CONSIDERATION
6 As Black CJ and French J noted in Ruddock v Vadarlis (No 2) (2001) 115 FCR 229 at [9], the Court's power to award costs pursuant to s 43 of the Federal Court of Australia Act 1976 (Cth) is not fettered by any stated legislative presumption about the manner of its exercise. Nonetheless, it must be exercised judicially and not against a successful party except for some reasons connected with the case.
7 In Ruddock v Vadarlis (No 2) at [17], Black CJ and French J noted the relevance to the exercise of the Court's discretion to award costs of an appeal raising a novel question of general importance. Their Honours cited Perrett v Commissioner of Superannuation (1991) 29 FCR 581 at 594 where, in the context of a statutory appeal from the Administrative Appeals Tribunal, the Full Court said:
The court should consider the matter of costs, bearing in mind the result of the appeal but also taking into account the reasonableness of the applicant in bringing that appeal and the general importance of the clarification of the law for such an authority as the respondent.
8 The principal issues to be determined on this appeal concerned the proper construction of the Environment Protection and Biodiversity Conservation Act 1999 (Cth) ("the EPBC Act"). They were thus issues of critical importance to the Minister in the performance of his responsibilities as the Minister responsible for the administration of that Act.
9 That difficulty attended at least the issue concerning the proper construction of s 42 of the EPBC Act is demonstrated by the different views on this question adopted by Branson and Finn JJ, on the one hand, and Tamberlin J on the other. The reasons for judgment of the learned primary judge, which deal with the question somewhat summarily, suggest that this issue did not loom large at first instance. The evidence discloses that the difficulties attending the proper construction of certain provisions of the EPBC Act, including s 42, were probably not recognised by the Minister's departmental advisers. For these reasons, and notwithstanding the reasons for judgment of the primary judge, it was of general importance both to the Minister and to the public that the law concerning the proper construction of the provisions of the EPBC Act with which this appeal was concerned should be clarified.
10 Significance may also be seen to attach to the fact that the appellant was concerned, along with a large segment of the Australian community, to avoid harm to the Australian environment. The appellant was not seeking financial gain from the litigation; rather it appropriately sought to resolve a dispute, which had engaged the emotions of many, concerning the proper administration of the EPBC Act in the Court rather than elsewhere (see Oshlack v Richmond City Council (1998) 193 CLR 72 per Gaudron and Gummow JJ at [20] and [59] and Kirby J at [136]-[144]).
11 For the above reasons, while we do not consider it appropriate to withhold from the Minister an order for costs in his favour, we have concluded that it would be appropriate to limit the costs to be recovered by the Minister. In our view the appropriate order is that the appellant pay 70% of the Minister's party/party costs, including reserved costs, of the appeal.
12 For the following reasons we also consider it appropriate to limit the costs to be recovered by Gunns. Gunns had an obvious interest in the proceeding both at first instance and on appeal. It was its proposal to construct and operate a bleached Kraft pulp mill that was the subject of the decisions of the Minister that the appellant challenged. Gunns was for this reason a proper party to the proceedings. However, no conduct of Gunns was challenged by the appellants. Nor did Gunns have any reason to conclude that the Minister would not deploy appropriate legal resources to defend the appeal. On appeal, as at first instance, the Minister retained both senior and junior counsel to appear for him. Gunns also retained both senior and junior counsel. It was not apparent to the Court that Gunns' legal representatives saw their role as being principally to supplement, assuming it to be necessary, the written and oral submissions of the Minister. Rather, Gunns sought to participate on equal terms with the Minister in the defence of the appeal. This was illustrated by, but not limited to, Gunns substantial written submissions on the issue of whether the Minister had acted for an improper purpose.

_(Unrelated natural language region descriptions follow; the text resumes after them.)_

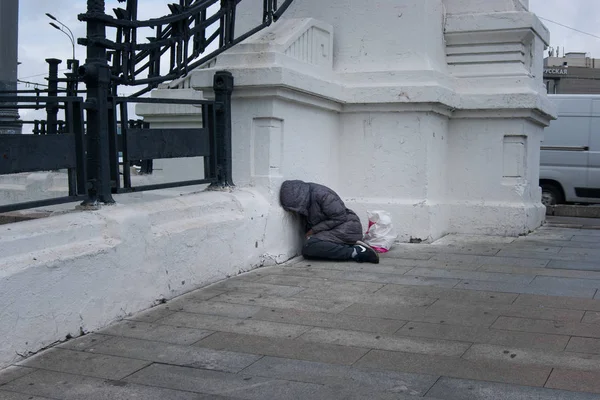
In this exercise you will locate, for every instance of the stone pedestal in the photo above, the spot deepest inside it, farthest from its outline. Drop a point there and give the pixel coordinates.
(430, 109)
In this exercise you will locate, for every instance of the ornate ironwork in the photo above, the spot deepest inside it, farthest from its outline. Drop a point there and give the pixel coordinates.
(183, 37)
(89, 148)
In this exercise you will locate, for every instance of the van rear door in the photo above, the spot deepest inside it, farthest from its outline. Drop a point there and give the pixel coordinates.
(564, 155)
(592, 190)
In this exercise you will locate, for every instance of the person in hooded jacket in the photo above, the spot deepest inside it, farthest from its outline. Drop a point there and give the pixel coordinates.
(333, 232)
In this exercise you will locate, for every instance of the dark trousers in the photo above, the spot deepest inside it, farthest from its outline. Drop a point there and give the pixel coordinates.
(315, 249)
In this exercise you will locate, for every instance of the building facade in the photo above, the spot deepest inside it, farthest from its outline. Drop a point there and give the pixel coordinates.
(574, 73)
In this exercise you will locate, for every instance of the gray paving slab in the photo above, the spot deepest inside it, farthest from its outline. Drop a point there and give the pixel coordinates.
(212, 382)
(290, 348)
(322, 284)
(475, 275)
(4, 395)
(63, 386)
(467, 316)
(526, 242)
(249, 387)
(195, 357)
(325, 320)
(492, 260)
(533, 247)
(591, 317)
(507, 310)
(400, 263)
(574, 264)
(436, 248)
(463, 240)
(372, 277)
(332, 375)
(152, 314)
(397, 252)
(13, 372)
(586, 237)
(550, 327)
(534, 357)
(575, 381)
(545, 256)
(234, 325)
(449, 294)
(254, 287)
(386, 342)
(83, 342)
(544, 289)
(591, 252)
(366, 298)
(156, 332)
(385, 266)
(83, 363)
(572, 303)
(462, 389)
(566, 282)
(455, 367)
(484, 335)
(584, 345)
(304, 304)
(563, 273)
(219, 308)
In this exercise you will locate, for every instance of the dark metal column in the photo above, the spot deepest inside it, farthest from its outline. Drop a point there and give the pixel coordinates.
(96, 74)
(223, 87)
(9, 32)
(52, 107)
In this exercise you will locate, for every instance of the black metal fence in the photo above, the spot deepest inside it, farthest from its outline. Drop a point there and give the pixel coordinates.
(86, 141)
(57, 145)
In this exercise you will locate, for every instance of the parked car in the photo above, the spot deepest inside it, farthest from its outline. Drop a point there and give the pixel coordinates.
(570, 153)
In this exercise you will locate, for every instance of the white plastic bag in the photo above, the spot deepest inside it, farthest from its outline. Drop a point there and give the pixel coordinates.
(380, 235)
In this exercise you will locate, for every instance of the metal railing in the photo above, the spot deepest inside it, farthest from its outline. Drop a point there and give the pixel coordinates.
(84, 137)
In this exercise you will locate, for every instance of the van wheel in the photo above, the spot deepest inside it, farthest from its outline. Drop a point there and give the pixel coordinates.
(551, 195)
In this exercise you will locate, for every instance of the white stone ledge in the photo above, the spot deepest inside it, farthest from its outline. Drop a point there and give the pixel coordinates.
(80, 271)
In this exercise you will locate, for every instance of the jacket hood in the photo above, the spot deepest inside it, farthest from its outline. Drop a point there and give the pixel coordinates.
(295, 196)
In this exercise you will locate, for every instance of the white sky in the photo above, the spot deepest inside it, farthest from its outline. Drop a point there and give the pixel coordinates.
(38, 40)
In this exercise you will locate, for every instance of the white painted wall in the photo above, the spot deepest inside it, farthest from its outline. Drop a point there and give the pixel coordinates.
(425, 125)
(430, 109)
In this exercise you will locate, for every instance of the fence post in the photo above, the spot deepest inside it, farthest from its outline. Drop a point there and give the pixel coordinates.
(52, 106)
(223, 88)
(96, 75)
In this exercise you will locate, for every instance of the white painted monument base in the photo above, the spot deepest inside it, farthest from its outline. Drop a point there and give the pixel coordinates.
(430, 109)
(78, 272)
(437, 118)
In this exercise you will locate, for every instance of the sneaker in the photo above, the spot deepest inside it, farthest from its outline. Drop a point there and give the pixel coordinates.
(365, 254)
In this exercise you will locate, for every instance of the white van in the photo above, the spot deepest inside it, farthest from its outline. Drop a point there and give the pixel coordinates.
(570, 154)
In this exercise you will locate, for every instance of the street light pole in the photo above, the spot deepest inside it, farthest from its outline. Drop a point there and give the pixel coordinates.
(69, 35)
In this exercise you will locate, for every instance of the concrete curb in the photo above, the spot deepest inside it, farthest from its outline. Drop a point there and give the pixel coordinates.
(592, 211)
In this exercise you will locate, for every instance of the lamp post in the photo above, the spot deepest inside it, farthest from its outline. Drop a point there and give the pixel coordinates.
(69, 34)
(9, 32)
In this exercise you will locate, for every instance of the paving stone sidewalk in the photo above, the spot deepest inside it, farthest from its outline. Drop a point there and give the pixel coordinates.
(467, 318)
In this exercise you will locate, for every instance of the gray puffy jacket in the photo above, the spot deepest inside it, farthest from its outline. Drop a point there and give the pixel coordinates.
(326, 214)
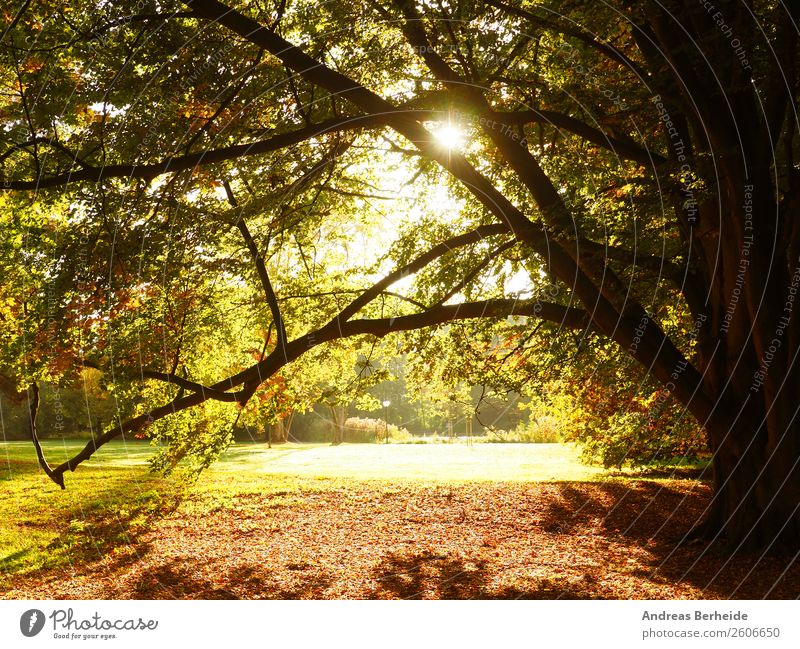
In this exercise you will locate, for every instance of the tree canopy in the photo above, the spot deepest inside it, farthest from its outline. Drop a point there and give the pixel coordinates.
(205, 201)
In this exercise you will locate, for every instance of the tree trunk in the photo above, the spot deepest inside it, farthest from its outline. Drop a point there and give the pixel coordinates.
(339, 414)
(281, 429)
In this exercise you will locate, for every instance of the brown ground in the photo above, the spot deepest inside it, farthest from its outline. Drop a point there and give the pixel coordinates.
(407, 540)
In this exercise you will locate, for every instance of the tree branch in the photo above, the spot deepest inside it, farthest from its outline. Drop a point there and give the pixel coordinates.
(261, 268)
(148, 172)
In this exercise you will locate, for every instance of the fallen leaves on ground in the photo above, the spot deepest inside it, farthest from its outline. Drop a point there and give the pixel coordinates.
(373, 539)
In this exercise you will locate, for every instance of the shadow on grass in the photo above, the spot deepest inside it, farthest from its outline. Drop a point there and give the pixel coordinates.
(78, 527)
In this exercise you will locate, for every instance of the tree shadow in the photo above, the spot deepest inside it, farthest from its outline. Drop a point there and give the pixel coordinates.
(181, 579)
(427, 575)
(657, 517)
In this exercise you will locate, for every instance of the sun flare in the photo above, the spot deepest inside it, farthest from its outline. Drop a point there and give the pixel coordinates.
(450, 137)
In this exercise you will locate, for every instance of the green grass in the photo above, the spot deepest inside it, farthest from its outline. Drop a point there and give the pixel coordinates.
(113, 498)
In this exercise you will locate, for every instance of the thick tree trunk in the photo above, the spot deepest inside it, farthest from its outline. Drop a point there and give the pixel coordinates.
(756, 503)
(748, 356)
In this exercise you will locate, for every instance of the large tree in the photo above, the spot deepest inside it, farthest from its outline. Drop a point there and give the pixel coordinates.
(635, 159)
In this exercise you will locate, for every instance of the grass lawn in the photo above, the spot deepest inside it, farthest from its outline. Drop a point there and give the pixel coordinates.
(354, 521)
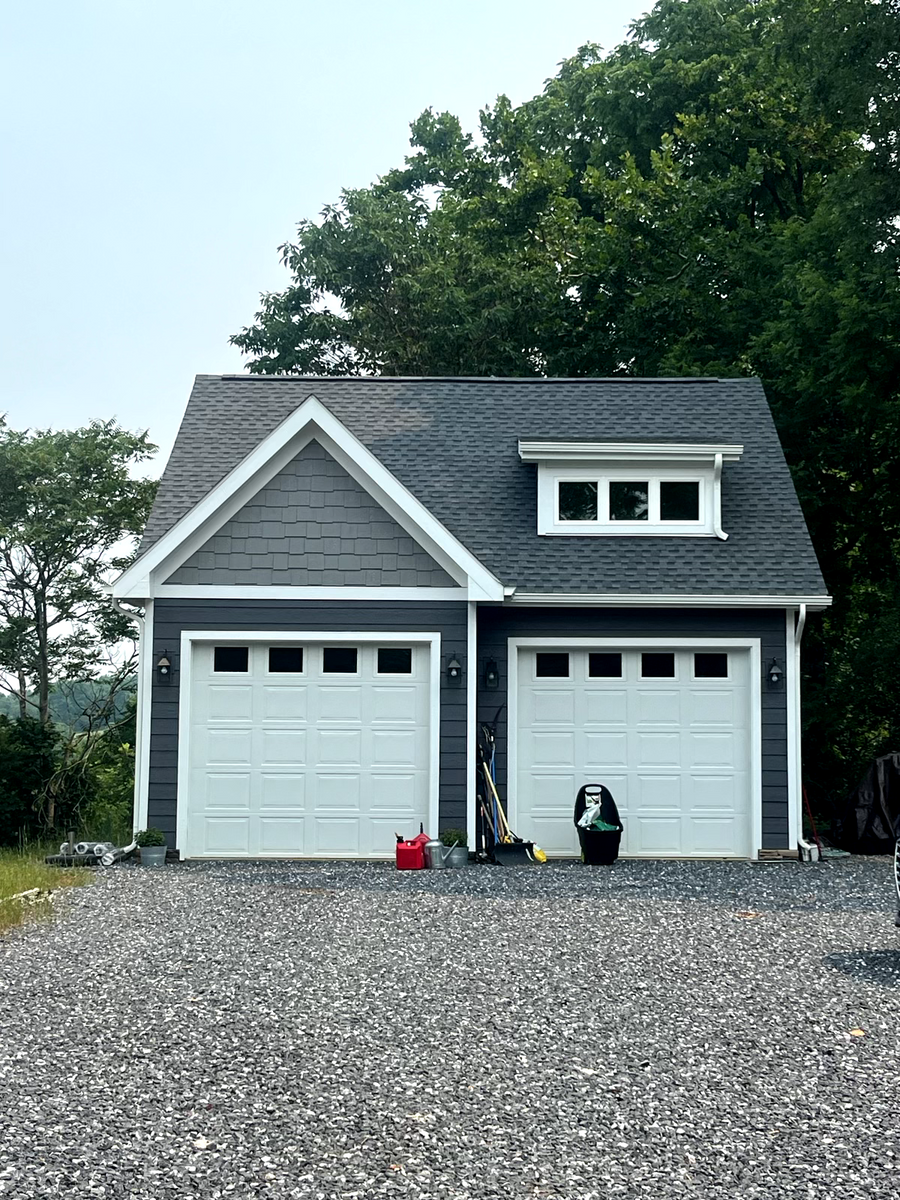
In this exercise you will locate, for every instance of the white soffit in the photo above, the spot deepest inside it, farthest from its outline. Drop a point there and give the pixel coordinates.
(627, 451)
(310, 421)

13 Orders for costs are made to compensate a successful party. The ordinary rule that costs follow the event assumes that a successful party will have incurred costs because the unsuccessful party made it necessary for the successful party to do so (Ruddock v Vadarlis (No 2) per Black CJ and French J at [12]). Having regard to the fact that it was the Minister who was the more appropriate contradictor on this appeal, we consider that Gunns played a larger role in the appeal than was necessary. The extent to which the costs recoverable by Gunns should for this reason be limited is a matter of judgment or impression; it is not susceptible to precise calculation. In all the circumstances we have concluded that it is appropriate to limit the costs recoverable by Gunns to 40% of its party/party costs, including reserved costs, on the appeal.